Грэм Коутс взял со стола ручку и тут же положил обратно.

– А, – сказал он. – Как ни приятно с тобой болтать, беседовать, время проводить и всячески компанию водить, Чарльз, подозреваю, что каждому из нас пора вернуться к работе. Работать и родить, в конце концов, нельзя погодить. Не откладывай на завтра то, что можешь сделать сегодня.

– Жизнь нелегка, – продолжил Паук, – но я балдею от радио[22].

– Как скажешь.

* * *

Толстяк Чарли начал ощущать себя человеком. Боль ушла; медленно накатывавшие волны тошноты отступили. И хотя он еще не был убежден в том, что мир – это чудесное радостное местечко, он уже покинул девятый круг похмельного ада, и это было хорошо.

Во владение ванной вступила Дейзи. Он слышал, как из-под крана побежала вода и как там обстоятельно плещутся.

Он постучал в дверь.

– Я здесь, – сказала Дейзи. – Ванну принимаю.
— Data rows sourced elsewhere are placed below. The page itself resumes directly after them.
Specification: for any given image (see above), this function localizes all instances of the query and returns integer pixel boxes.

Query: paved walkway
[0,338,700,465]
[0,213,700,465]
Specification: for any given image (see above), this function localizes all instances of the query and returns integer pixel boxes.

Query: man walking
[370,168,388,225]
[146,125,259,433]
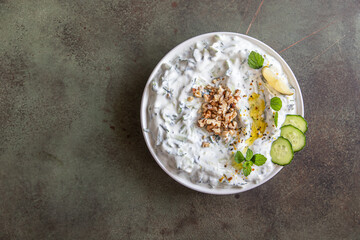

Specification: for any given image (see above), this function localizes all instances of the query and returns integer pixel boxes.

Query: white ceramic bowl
[140,32,304,195]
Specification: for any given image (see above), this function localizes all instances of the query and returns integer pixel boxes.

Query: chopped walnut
[192,80,240,138]
[201,142,210,147]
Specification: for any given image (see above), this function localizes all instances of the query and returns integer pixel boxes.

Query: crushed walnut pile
[192,82,240,142]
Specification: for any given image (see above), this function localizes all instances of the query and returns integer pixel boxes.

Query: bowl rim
[140,32,304,195]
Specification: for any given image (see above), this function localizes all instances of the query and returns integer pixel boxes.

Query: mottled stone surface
[0,0,360,239]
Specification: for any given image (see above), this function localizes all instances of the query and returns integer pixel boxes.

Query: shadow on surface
[105,42,194,198]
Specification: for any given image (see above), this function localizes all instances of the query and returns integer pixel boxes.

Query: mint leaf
[243,161,253,177]
[246,148,254,161]
[248,51,264,69]
[270,97,282,111]
[235,151,245,163]
[251,154,266,166]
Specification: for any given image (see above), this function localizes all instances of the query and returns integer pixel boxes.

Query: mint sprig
[235,151,245,163]
[274,112,279,127]
[270,97,282,111]
[248,51,264,69]
[234,148,266,177]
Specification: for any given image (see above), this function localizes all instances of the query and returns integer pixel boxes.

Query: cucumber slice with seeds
[270,137,294,166]
[283,114,307,133]
[280,125,306,152]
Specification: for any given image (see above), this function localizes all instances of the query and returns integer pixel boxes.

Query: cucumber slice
[283,114,307,133]
[270,137,294,166]
[280,125,306,152]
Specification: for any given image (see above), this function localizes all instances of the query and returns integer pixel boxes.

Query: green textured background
[0,0,360,239]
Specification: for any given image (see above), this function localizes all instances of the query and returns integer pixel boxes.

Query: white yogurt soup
[143,34,297,188]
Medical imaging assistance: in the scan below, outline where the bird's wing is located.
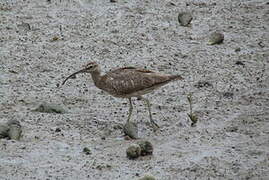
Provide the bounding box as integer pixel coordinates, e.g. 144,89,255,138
102,67,171,95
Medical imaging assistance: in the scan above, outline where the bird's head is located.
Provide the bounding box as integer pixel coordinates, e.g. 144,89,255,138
80,62,99,73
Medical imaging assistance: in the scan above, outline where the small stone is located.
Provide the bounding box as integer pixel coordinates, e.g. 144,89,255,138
234,47,241,52
194,81,213,88
126,144,141,159
208,32,224,45
0,123,9,138
123,122,138,139
55,128,62,132
33,102,66,114
138,175,156,180
137,141,153,156
83,147,92,155
235,61,245,66
8,124,22,140
178,12,193,26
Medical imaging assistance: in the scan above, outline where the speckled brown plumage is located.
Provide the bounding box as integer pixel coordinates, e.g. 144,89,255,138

– Знаю, – сказал Толстяк Чарли. – В смысле, я не знал, но как раз подумал, что ты там.

– Да? – спросила Дейзи.

– Я просто подумал, – сказал он через дверь, – подумал, зачем это ты вернулась. Прошлой ночью.

– Ну, – ответила она. – ты порядочно перебрал. Мне показалось, твоему брату нужна помощь. Этим утром мне на работу не идти. Вуаля.

– Вуаля, – повторил Толстяк Чарли. С одной стороны, она его пожалела. А с другой – ей понравился Паук. Да. Чуть больше суток прошло с тех пор, как у него появился брат, и уже понятно, что сюрпризов в новых семейных отношениях не будет. Паук крут, а он – ни то ни се.

– У тебя прекрасный голос, – сказала она.

– Что?

– Ты пел в такси по дороге домой. «Unforgettable». Было здорово.

Ему удалось вытеснить инцидент с караоке из памяти в какой-то темный закоулок, куда складывают то, что причиняет беспокойство. Теперь он все вспомнил, а ему этого не хотелось.

– Ты был великолепен, – сказала она. – Споешь мне потом?

Толстяк Чарли отчаянно размышлял, но от этих размышлений его спас звонок в дверь.

– Кто-то пришел, – сказал он.

Он спустился, открыл дверь, и стало еще хуже. Мать Рози пригвоздила его взглядом, но не сказала ни слова. В руке она держала большой белый конверт.

– Здрасте, – сказал Толстяк Чарли, – миссис Ной. Рад вас видеть. Хм.

Она фыркнула, воинственно выставив конверт перед собой.

– А, – сказала она. – Ты здесь. Что ж. Может, пригласишь войти?

Точно, подумал Толстяк Чарли, таким, как она, вечно нужно приглашение. Достаточно сказать «нет», и она уйдет.

– Да, конечно, миссис Ной. Прошу.

Вот, значит, как вампиры это делают.

– Не хотите ли чашечку чая?

– Не думай, что тебе это поможет, – сказала она. – Потому что не поможет.

– Хм. Конечно.

Вверх по узкой лестнице и на кухню. Мать Рози осмотрелась, и на лице у нее было написано, что кухня не соответствует ее гигиеническим стандартам как содержащая (а она содержала) съедобные продукты питания.

– Кофе? Воды?

Только не говори «восковых фруктов».

– Восковых фруктов?

Черт.

– От Рози я узнала, что твой отец недавно перешел в мир иной, – сказала она.

– Да, он умер.

– Когда не стало отца Рози, в «Кулинарах и кулинарии» поместили четырехстраничный некролог. И там было сказано, что карибский фьюжн появился в этой стране только благодаря ему.

– Ах, – сказал он.

– И он не оставил меня в нужде. Он был застрахован и являлся совладельцем двух успешных ресторанов. Я очень обеспеченная женщина. И когда умру, все перейдет к Рози.

– Когда мы поженимся, – сказал Толстяк Чарли, – я о ней позабочусь, вы не думайте.

– Я не хочу сказать, что ты женишься на Рози только из-за моих денег, – сказала мать Рози таким тоном, что было очевидно: именно это она и хочет сказать.

У Толстяка Чарли вновь заломило в висках.